The Pain Just Is

One day a long time ago, when I worked on the National Mall, I was blessed to have the experience of being just a pale dot, a solitary young white woman, in a virtual sea of Black men–simply by virtue of stepping out of my office building for lunch in the middle of the Million Man March.

I was nervous only that someone might scorn me (even with a sideways glance) for being so out of place. But there was only one of me, and I was met only with friendliness as I gently navigated my way through the crowd. In fact, the one and only notable thing about that day, for me, was just how relaxed, how at ease, how comfortable everyone clearly was.

At first I simply found that reassuring–but then, at some point in that journey across the Mall, it became soul-stopping…as I realized that the only reason that their comfort level was notable was that I had very rarely experienced Black men permitted, permitting themselves, to be so completely at ease, particularly in public spaces.

Classrooms. Offices. Shopping Centers. Parking Lots (!).  Even the integrated humanist commmunity I grew up in…only in their own homes were the older Black men I knew in childhood really close to being fully at ease. I’d never recognized it before, but here it was, the contrast staring me in the face. They didn’t have to think about how they might be perceived that day, didn’t have to worry about evoking fear or suspicion or disdain or anything else. They were surrounded by brothers. They could just be. And it was a quiet-tear inducing joy to behold.

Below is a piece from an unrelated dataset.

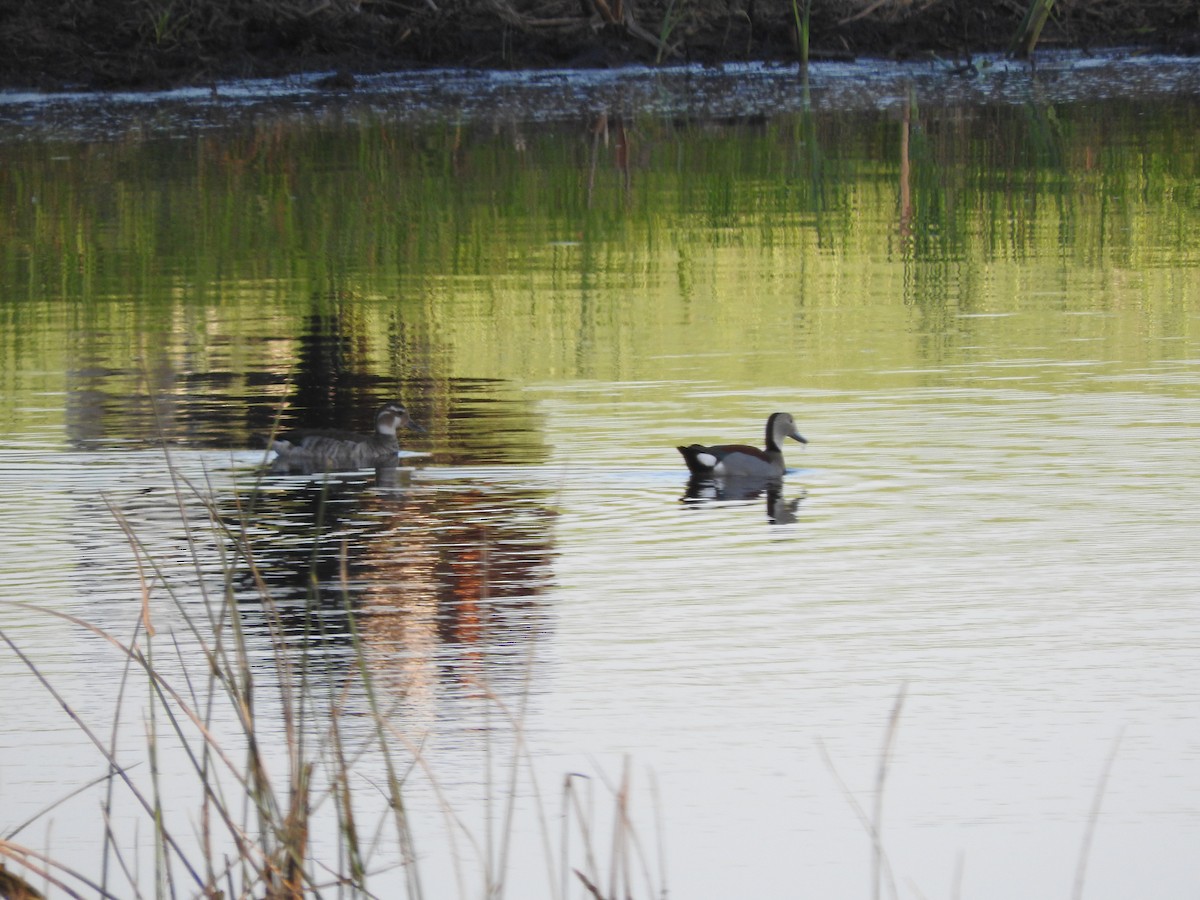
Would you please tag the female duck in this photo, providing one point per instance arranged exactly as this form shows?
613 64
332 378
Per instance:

That was 1995, the  year Trayvon Martin was born, eighteen years ago.

Eighteen years before that March, both whites and Blacks had a communal reckoning with the airing of the mini-series Roots, and a confrontation with the “roots” of racial injustice and tension in this country. All of a sudden, Blacks were reminded of a history they had a right to be angry about. And whites were confronted with a history they had reason to be ashamed of. It’s not like we didn’t know that history, but those few nights of TV watching brought it home.

Eighteen years after the March, the sad case of Trayvon Martin reminds any Black citizen who was bold enough to forget, to relax, to be at ease..that really–first Black President notwithstanding–they simply cannot.

It reminds those of us who are of any color and care that there is still a whole lot of work to do.  Trayvon Martin may just be one casualty of many; we may have expected the verdict that ultimately came in (though the information the jury sought on manslaughter charges raised too many of our hopes). But there is no way to look at this case, from start to finish, without seeing all the ways that race came into play. There is no scenario–once you have a determined, armed vigilante in the picture–that would realistically have Trayvon surviving that night.

We all know the system is stacked. We all know, at some level, that Black men still arouse fear and suspicion–in everyone–for no earthly reason but their race.  We know all this.

But Trayvon Martin, and Zimmerman’s acquittal, really brings it home.  The pain of it just is.

And the need among many to question that pain, their inability to understand, just makes it worse. Because it is, worse; worse than we’d let ourselves believe.